Abstract 2732: Interacting Blood Pressure Loci in the Stroke-Prone Spontaneously Hypertensive Rat.
Background: In a previous genome wide linkage study we identified blood pressure quantitative trait loci (QTL) mapping to rat chromosome 2 and chromosome 3 in an F2 cross derived from SHRSP and WKY strains. We also identified a significant interaction between loci on chromosomes 2 and 3 using Pseudomarker (v 0.9) statistical framework. The aim of this study was to generate a double congenic strain to confirm chromosome 3 QTL and investigate the interaction between loci on the implicated chromosomes.
Methods: A marker-assisted breeding strategy was used to generate the SP.WKYGla2a/3a double congenic strain (D2Rat13-D2Rat157, D3Mgh16-D3Wox28), using SHRSP as recipient and WKY as the donor strain. Haemodynamic measurements were carried out using radiotelemetry over a 5-week baseline period followed by 3 weeks of salt-loading (1%).

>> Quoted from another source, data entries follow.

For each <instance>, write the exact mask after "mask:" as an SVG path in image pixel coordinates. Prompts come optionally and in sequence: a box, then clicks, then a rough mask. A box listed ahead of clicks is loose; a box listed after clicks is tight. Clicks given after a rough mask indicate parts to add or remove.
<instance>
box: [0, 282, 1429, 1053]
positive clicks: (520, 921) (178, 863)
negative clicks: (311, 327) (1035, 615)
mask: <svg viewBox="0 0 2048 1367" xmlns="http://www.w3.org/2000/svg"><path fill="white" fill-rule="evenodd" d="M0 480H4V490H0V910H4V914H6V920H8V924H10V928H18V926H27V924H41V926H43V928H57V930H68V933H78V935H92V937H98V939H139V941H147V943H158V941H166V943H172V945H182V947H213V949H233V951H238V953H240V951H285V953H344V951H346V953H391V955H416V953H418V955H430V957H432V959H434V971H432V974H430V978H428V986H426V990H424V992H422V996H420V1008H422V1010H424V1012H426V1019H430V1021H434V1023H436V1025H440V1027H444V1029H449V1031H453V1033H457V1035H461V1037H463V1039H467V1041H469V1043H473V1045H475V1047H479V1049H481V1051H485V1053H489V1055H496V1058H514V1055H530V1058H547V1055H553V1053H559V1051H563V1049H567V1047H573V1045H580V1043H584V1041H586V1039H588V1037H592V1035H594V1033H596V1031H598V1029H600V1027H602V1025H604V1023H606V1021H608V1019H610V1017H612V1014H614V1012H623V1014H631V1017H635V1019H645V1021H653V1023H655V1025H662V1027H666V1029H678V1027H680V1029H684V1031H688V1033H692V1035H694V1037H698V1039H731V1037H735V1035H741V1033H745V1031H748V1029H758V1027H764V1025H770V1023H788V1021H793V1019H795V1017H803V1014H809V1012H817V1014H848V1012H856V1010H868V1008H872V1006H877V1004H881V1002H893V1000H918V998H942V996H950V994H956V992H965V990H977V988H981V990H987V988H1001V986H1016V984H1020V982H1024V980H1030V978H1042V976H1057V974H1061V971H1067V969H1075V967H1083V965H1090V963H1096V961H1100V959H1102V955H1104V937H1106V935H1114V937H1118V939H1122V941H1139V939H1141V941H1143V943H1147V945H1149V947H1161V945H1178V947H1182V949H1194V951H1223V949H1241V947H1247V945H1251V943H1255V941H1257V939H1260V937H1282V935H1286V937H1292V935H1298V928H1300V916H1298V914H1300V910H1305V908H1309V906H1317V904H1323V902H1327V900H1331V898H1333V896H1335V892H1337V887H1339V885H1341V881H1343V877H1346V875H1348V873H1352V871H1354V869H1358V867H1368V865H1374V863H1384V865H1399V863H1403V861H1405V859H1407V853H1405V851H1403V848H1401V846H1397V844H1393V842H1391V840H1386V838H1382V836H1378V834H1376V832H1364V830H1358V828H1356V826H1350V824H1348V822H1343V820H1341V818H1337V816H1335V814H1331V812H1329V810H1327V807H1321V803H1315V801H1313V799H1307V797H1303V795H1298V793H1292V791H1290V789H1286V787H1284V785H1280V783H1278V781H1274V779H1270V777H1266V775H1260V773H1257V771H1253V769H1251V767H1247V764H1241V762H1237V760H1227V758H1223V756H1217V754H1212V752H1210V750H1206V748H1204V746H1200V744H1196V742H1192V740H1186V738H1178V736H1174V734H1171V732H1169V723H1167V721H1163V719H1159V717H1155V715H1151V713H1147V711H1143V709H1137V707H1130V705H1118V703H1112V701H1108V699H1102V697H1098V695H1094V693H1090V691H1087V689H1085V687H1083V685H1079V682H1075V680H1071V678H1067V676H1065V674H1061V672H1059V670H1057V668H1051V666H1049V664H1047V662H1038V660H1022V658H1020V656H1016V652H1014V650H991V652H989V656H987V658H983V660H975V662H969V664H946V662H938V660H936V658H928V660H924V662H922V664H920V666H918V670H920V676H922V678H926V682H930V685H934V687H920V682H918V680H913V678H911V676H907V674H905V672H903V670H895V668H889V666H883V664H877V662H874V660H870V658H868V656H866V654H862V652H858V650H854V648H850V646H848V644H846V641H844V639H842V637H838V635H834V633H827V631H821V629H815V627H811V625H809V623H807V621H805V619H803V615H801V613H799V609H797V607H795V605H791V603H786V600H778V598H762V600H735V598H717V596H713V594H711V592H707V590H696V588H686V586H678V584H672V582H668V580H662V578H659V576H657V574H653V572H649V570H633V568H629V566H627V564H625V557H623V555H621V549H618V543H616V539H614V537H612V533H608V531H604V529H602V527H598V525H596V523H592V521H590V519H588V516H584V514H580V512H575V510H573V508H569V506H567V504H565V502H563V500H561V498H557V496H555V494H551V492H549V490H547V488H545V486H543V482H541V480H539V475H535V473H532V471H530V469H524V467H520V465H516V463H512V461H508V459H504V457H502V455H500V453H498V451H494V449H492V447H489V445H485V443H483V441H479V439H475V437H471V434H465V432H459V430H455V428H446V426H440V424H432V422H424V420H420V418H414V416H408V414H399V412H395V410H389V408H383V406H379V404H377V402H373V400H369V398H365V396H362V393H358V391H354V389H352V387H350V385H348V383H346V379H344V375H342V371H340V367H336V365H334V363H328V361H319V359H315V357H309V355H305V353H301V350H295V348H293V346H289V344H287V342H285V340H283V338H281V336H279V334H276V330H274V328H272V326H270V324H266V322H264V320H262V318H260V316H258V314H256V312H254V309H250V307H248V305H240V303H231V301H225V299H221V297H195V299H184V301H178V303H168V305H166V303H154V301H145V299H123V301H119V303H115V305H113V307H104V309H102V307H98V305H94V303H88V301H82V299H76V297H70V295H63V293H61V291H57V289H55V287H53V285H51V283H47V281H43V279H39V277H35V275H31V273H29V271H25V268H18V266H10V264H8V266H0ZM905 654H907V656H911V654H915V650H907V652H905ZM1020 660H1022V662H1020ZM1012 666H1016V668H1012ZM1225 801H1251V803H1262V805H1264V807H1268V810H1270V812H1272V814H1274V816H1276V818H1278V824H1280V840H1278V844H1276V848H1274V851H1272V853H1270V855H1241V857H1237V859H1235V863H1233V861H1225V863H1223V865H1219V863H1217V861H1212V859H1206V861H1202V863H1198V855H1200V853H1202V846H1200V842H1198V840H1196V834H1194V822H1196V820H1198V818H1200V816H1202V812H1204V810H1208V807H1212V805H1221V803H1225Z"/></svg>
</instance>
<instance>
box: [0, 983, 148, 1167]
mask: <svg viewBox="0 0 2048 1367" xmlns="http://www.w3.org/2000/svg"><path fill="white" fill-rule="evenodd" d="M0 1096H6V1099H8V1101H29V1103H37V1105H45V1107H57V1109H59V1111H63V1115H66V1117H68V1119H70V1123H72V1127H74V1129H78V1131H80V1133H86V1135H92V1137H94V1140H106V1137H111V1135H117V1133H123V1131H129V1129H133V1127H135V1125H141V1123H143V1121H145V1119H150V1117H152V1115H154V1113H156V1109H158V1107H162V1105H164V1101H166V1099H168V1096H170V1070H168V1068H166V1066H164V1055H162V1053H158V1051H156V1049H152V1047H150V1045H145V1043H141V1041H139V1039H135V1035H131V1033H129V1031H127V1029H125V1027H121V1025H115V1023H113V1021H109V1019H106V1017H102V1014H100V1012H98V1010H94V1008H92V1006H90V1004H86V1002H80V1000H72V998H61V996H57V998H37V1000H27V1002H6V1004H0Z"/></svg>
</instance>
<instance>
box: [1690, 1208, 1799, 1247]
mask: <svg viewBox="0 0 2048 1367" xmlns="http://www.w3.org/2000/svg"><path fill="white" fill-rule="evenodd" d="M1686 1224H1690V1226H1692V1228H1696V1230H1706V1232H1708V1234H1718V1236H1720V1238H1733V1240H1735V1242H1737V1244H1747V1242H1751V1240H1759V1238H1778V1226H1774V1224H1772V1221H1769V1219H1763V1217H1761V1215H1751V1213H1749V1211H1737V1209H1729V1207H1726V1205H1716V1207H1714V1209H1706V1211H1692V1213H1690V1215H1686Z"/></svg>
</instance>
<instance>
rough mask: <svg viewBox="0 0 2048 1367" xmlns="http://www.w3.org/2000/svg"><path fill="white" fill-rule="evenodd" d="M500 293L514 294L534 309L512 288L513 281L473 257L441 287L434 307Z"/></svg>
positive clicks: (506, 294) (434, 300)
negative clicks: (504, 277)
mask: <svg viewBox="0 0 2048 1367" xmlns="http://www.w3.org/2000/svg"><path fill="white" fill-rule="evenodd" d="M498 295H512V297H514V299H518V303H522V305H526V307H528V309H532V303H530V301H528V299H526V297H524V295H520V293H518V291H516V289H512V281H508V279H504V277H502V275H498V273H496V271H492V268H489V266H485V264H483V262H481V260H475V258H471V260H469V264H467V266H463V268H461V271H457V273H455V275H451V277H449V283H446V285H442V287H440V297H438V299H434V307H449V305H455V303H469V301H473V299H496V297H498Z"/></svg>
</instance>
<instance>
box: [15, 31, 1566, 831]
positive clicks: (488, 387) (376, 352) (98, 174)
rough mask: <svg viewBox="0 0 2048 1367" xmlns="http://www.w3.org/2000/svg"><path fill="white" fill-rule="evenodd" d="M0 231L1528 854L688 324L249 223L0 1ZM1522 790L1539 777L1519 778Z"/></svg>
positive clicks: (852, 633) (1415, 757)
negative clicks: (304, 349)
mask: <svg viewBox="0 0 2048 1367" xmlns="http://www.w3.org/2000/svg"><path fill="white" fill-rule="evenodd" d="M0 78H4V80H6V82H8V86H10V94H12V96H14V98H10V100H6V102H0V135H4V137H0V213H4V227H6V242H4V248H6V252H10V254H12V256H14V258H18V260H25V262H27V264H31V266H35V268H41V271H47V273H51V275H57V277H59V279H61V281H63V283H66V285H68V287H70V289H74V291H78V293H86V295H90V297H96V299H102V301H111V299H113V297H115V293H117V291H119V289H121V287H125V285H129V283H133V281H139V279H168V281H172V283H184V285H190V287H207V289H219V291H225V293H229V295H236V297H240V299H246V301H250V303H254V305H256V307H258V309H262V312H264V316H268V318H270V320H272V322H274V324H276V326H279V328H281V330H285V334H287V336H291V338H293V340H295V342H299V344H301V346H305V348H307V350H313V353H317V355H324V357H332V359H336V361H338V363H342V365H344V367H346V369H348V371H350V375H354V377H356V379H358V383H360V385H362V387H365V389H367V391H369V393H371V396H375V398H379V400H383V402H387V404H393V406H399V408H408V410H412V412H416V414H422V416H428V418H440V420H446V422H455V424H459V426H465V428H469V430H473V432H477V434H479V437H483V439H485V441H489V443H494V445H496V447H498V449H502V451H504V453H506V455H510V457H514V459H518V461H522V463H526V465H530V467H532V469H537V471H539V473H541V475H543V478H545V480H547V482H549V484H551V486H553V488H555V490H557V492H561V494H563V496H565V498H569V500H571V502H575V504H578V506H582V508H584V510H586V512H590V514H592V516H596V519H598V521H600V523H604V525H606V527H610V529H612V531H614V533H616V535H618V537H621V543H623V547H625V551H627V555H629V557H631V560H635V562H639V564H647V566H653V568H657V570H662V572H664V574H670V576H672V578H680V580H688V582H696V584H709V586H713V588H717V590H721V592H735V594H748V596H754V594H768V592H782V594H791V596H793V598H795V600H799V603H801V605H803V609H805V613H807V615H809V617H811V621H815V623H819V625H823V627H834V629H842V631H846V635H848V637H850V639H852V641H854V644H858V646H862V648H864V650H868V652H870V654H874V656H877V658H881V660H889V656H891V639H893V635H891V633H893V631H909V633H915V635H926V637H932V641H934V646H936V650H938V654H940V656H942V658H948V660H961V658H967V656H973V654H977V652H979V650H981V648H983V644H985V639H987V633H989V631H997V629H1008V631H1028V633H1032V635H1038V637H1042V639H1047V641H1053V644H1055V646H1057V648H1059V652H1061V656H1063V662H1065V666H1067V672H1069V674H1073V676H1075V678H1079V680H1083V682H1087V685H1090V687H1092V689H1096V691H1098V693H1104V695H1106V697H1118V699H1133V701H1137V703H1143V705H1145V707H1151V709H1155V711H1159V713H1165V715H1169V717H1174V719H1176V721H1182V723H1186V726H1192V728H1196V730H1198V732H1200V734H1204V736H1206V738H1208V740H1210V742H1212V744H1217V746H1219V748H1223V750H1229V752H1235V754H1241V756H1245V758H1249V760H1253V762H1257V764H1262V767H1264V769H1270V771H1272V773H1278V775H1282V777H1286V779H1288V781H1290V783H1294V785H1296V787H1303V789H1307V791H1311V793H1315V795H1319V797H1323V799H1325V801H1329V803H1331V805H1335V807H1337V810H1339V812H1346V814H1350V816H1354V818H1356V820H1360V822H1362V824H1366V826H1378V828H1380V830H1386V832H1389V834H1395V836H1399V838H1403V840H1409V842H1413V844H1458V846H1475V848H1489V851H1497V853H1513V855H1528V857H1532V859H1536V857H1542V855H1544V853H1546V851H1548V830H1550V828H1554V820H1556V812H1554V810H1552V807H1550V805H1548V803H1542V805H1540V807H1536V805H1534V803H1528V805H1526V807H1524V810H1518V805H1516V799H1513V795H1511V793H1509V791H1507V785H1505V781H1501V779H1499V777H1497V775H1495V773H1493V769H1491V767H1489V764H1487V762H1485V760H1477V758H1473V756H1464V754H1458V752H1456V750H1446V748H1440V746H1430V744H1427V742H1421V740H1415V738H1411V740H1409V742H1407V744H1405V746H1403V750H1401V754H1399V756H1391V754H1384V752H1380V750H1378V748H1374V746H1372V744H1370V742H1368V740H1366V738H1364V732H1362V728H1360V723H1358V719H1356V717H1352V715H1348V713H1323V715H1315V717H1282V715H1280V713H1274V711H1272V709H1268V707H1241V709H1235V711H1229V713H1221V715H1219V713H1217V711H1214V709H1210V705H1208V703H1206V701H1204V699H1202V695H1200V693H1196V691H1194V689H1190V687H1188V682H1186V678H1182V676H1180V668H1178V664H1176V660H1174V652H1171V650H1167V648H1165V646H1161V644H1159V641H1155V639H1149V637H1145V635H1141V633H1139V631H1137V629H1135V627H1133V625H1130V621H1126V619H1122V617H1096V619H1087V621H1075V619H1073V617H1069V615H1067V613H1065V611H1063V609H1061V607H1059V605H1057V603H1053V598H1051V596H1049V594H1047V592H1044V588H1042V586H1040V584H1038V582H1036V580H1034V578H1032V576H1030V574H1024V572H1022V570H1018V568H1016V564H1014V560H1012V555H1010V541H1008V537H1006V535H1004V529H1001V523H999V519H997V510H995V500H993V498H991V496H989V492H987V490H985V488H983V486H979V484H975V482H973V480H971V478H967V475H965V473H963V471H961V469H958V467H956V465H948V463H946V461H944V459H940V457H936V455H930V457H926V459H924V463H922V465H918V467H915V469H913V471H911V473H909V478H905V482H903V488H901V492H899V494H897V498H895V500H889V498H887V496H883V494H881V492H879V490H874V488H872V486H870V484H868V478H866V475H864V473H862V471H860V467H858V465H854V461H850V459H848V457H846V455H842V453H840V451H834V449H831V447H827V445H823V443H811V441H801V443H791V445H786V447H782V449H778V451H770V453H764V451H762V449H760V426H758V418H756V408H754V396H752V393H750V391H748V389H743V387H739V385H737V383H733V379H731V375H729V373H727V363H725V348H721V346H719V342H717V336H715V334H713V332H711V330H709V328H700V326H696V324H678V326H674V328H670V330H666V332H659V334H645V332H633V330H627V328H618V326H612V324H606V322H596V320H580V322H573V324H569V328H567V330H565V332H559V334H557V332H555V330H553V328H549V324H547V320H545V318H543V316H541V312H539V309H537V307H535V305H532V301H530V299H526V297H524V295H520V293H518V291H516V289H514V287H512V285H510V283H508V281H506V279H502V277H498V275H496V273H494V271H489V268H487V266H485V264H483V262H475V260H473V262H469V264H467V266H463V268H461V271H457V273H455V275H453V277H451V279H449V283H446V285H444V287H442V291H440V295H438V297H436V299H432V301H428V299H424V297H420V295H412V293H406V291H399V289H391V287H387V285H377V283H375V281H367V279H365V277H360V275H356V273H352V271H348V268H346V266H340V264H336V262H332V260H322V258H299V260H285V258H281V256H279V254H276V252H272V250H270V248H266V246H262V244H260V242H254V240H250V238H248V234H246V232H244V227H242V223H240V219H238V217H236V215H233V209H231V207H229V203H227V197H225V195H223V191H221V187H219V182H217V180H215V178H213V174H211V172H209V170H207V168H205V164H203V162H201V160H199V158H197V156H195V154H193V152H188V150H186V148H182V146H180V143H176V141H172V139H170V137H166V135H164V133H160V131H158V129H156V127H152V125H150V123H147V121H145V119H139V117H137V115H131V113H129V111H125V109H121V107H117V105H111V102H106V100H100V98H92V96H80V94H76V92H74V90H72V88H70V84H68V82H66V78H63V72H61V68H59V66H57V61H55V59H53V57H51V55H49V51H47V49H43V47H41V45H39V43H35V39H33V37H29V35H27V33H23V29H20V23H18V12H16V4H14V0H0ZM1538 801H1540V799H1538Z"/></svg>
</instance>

Results: Radiotelemetry data for systolic blood pressure and pulse pressure are illustrated in figure⇓ a + b respectively. Systolic blood pressure was significantly reduced in the SP.WKYGa2a/3a strain (n=7) compared to SHRSP (n=13) (p = 0.0001, F = 97.77, repeated measures ANOVA). Pulse pressure was also significantly reduced compared to SHRSP (p=0.0001, F=34.17) and achieved levels comparable to WKY (n=10). Pulse pressure diurnal variation observed in SHRSP during salt-loading was abolished in the double congenic strain (AUC; p=0.0001, F=13.56).
Conclusions: Almost complete reversal of SHRSP hypertensive haemodynamic profiles has been achieved in the SP.WKYGla2a/3a double congenic strain. This strain will allow interrogation of complex gene-gene, gene-environment interactions contributing to salt-sensitive hypertension in the SHRSP.